Wednesday, June 26, 2013
Yelling at Your Kids
Ok, you parents out there, are there any of you who never yell at their kids? That was a rhetorical question. If that's you, I don't want to know.
Actually, there was a time when I did wonder how mature, thoughtful, spiritual people could ever yell at their kids. When Josh was about three years old, I remember talking to a fellow mom who was really struggling with yelling at her kids. She was a little depressed and her husband travelled a lot. She confided in me, assuming that all parents struggle with yelling at their kids, or losing their patience in their own way, now and then. At that moment, I realized (but didn't say to my friend) that I had never yelled at Josh. Sure, I cried, I despaired, I stressed, and I yelled at my husband but I never yelled at Josh. It seemed impossible to yell at a severely intellectually disabled child. Yes, he frustrated me plenty but he has such an aura of not being able to help himself that I found it easier to not let my frustration out on him. And not having ever yelled at my only child, it was easy to think that I was just not "a yeller" and never would be. After all I loved my child and was committed to compassionate, sensitive parenting in a safe, calm environment.
Then I had typically developing children.
My daughters are lovely people. They are bright, charming and often delightful. However, typically developing children have "normal" characteristics that Josh just never developed. They try to manipulate situations. They experiment with lying. They speak disrespectfully. They blame and compete with each other. It turns out that these are things that take quite a bit of intellectual capacity to be able to do.

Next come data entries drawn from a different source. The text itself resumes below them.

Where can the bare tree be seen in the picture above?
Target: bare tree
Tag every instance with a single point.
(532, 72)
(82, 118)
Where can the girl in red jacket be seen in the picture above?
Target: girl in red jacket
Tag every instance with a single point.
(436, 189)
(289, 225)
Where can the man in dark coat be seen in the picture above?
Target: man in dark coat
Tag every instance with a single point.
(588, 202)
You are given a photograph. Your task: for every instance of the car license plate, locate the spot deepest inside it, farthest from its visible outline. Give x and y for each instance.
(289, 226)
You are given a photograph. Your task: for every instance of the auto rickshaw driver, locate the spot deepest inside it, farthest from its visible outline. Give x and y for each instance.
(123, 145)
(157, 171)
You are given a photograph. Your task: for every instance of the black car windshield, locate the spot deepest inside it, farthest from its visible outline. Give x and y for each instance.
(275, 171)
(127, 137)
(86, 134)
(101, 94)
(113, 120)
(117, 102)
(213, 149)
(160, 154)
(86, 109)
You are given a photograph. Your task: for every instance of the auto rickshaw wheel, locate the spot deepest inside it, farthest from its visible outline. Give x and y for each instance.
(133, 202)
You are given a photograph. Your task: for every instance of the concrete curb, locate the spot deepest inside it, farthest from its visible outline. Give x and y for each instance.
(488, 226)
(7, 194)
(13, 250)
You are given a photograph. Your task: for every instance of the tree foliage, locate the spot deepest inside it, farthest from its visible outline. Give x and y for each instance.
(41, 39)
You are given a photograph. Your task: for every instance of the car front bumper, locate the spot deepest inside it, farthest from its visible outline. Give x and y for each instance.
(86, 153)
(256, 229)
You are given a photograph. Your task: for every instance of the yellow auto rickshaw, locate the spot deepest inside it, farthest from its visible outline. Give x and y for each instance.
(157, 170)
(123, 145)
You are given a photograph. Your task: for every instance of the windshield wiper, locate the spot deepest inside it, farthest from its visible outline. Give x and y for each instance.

I've realized these are some of the things that really push my buttons and cause me to lose my cool when I am stressed. I am definitely no longer someone who has never yelled at their kids. I don't think I'm a chronic, out-of-control yeller but I definitely could work on my tone just as much as my girls need to work on theirs.
Recently, I've been trying something that seems to be helping me. I just respond to everything they say with "I'm not sure. I'm going to have to think about that." Or I just say, "I don't know."
"Mommy, you promised that we could watch TV!"
"I'm not sure."
"Moooommmm, Hope took my toy! I want it back!"
"I don't know...."
Jim and Dr. Charles Fey, of the Love and Logic institute, call it "going brain dead" and it's one of the strategies that they suggest to help parents to stay calm in the midst of stressful situations. They tell you to find a simple, neutral mantra like "that's so sad" and just say it over and over again, especially if your child is trying to draw you into arguing with them.
My girls don't love it when I respond that way but at least I am not adding my own emotional fuel to the fire. It creates some space and some time for everyone (including me) to mellow out and not argue or yell. Most times, coming up with a good argument only amps the situation more whereas a statement like "I don't know" slows things down in a helpful way.
I think that it's ironic that what I am finding useful in my parenting to me is to become a little bit like Josh and be intellectually impaired (or at least, disengaged) so that I might be emotionally wiser. And the truth is, when things are heated, I often really don't know what to say or do. But I do know that creating a brain break for all of us is a gift.